You graduates are wonderful for recruiters to work with; you’re bright, enthusiastic, sparky and hungry to get your career kick started into action.
This is fantastic, and exactly what we as recruiters are looking for when we speak to you. BUT (there is always a ‘but’ when there is something so positive to begin with) this is also the potential point of your undoing!
Just because a recruiter has approached you with a role doesn’t mean you’re the ideal fit. Perhaps you worked on one PHP project in your first year many moons ago, and now you’re professing you are a PHP guru at the drop of a hat!
There is of course nothing wrong with showing your enthusiasm, but you need to focus more on selling your best bits; your strongest skills, favourite interests and work history. As a recruiter, even when you don’t think something is important to mention, we use those nuggets of golden information to piece together what you’re really going to be happy in. After all, that is our job.
So the more specific you can be the better. You may wonder why we want to know the ins and outs of your university projects, but seeing as we’re the ones who put your name forward for the role, you have to impress us first. The key areas we want evidence for are as follows:
The project aim – What was the purpose of this project, what outcome were you hoping to achieve?
Your contribution – What did you personally do within the project, what features did you specifically work on?
How you did it – What technologies you used to complete your work, and how they worked in conjunction with one another to achieve your project aim.
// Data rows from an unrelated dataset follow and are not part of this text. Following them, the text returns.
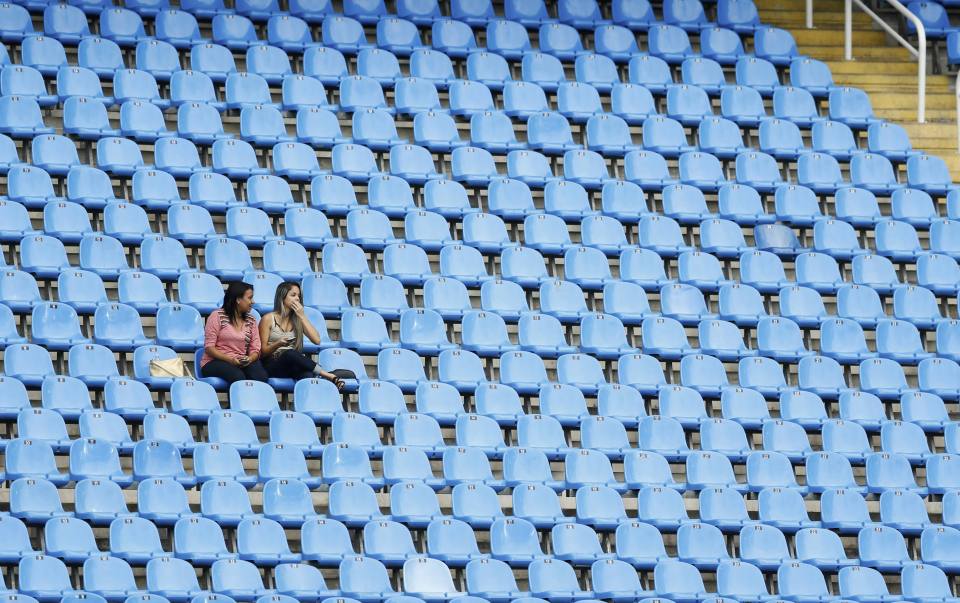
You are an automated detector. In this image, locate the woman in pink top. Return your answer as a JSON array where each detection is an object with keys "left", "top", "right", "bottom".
[{"left": 200, "top": 281, "right": 269, "bottom": 384}]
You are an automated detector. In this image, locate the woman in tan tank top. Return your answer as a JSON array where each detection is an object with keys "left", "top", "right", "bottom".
[{"left": 259, "top": 281, "right": 344, "bottom": 389}]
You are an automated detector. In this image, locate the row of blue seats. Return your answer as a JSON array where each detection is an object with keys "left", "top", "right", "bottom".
[
  {"left": 9, "top": 187, "right": 956, "bottom": 263},
  {"left": 10, "top": 388, "right": 960, "bottom": 461},
  {"left": 8, "top": 261, "right": 960, "bottom": 344},
  {"left": 4, "top": 421, "right": 959, "bottom": 495},
  {"left": 8, "top": 512, "right": 960, "bottom": 575},
  {"left": 9, "top": 237, "right": 960, "bottom": 337},
  {"left": 6, "top": 351, "right": 960, "bottom": 440},
  {"left": 0, "top": 52, "right": 851, "bottom": 129},
  {"left": 0, "top": 78, "right": 916, "bottom": 159},
  {"left": 7, "top": 0, "right": 765, "bottom": 31},
  {"left": 3, "top": 140, "right": 949, "bottom": 222},
  {"left": 0, "top": 30, "right": 828, "bottom": 102},
  {"left": 4, "top": 183, "right": 958, "bottom": 256},
  {"left": 0, "top": 68, "right": 880, "bottom": 144},
  {"left": 0, "top": 37, "right": 814, "bottom": 99},
  {"left": 3, "top": 517, "right": 959, "bottom": 591},
  {"left": 0, "top": 121, "right": 927, "bottom": 192},
  {"left": 6, "top": 325, "right": 960, "bottom": 396},
  {"left": 1, "top": 101, "right": 911, "bottom": 181},
  {"left": 3, "top": 280, "right": 960, "bottom": 368},
  {"left": 8, "top": 203, "right": 960, "bottom": 279},
  {"left": 8, "top": 371, "right": 960, "bottom": 449},
  {"left": 7, "top": 199, "right": 960, "bottom": 272},
  {"left": 0, "top": 27, "right": 802, "bottom": 93},
  {"left": 1, "top": 1, "right": 778, "bottom": 56},
  {"left": 0, "top": 99, "right": 922, "bottom": 177},
  {"left": 0, "top": 23, "right": 793, "bottom": 82},
  {"left": 13, "top": 552, "right": 960, "bottom": 603},
  {"left": 2, "top": 136, "right": 948, "bottom": 216},
  {"left": 12, "top": 472, "right": 960, "bottom": 539},
  {"left": 6, "top": 308, "right": 960, "bottom": 388},
  {"left": 8, "top": 355, "right": 960, "bottom": 436},
  {"left": 1, "top": 149, "right": 955, "bottom": 235}
]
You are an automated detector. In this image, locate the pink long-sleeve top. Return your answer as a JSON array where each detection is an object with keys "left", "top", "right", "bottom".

Again, it may seem thorough, but we need the evidence that what you’ve said is a solid reflection of your capabilities and experience. It’s also the perfect opportunity to really sell yourself and your skills; for example, if you took on more responsibilities within the team due to a lazy team member, don’t hesitate to take ownership of your input! We also want to know your opinions on the project – did you enjoy it? Did you discover you enjoyed one stage more than another? If so, why was that?
If you provide reasons behind every answer you give, you will make sure you stand out from the crowd. Being a closed book will only slim your chances of finding the role that’s right for you. This is not to suggest we want to delve into your life’s history, but if it concerns your career, your experiences, then of course we want to know what is driving your interests and passions.
You should not avoid talking to recruiters. If you’ve made your presence known on job boards and such, recruiters are going to assume you’re open to talking about new roles. So don’t be cagey, vague or evasive, we’re only trying to help and inform! If you act like you don’t want to talk, chances are you’re going to be ruled out of the running for a potentially great job opportunity, as well as future roles. It’s best to be 100% honest and be 100% flexible.
Some of you may have a million-dollar swagger too! While not always bad, arrogance is a turn off; you should leave talking about money to the recruiter and avoid name dropping any large companies you’ve interned at.
By the end of your university time, you should have a clear idea of what you want and don’t want. If we contact you regarding a role and it isn’t right for you, tell us what is! While a lot of recruiters just leave it at that, we’ll work our butts off to match you to the right role. As part of this, make sure your CV is fresh, well-formatted and relevant to the career you want to do. For example, if you want to work in Frontend Development, it’s less important to focus on Backend and software languages.
Try to be open minded; be receptive to what you hear from recruiters, because you might just like it!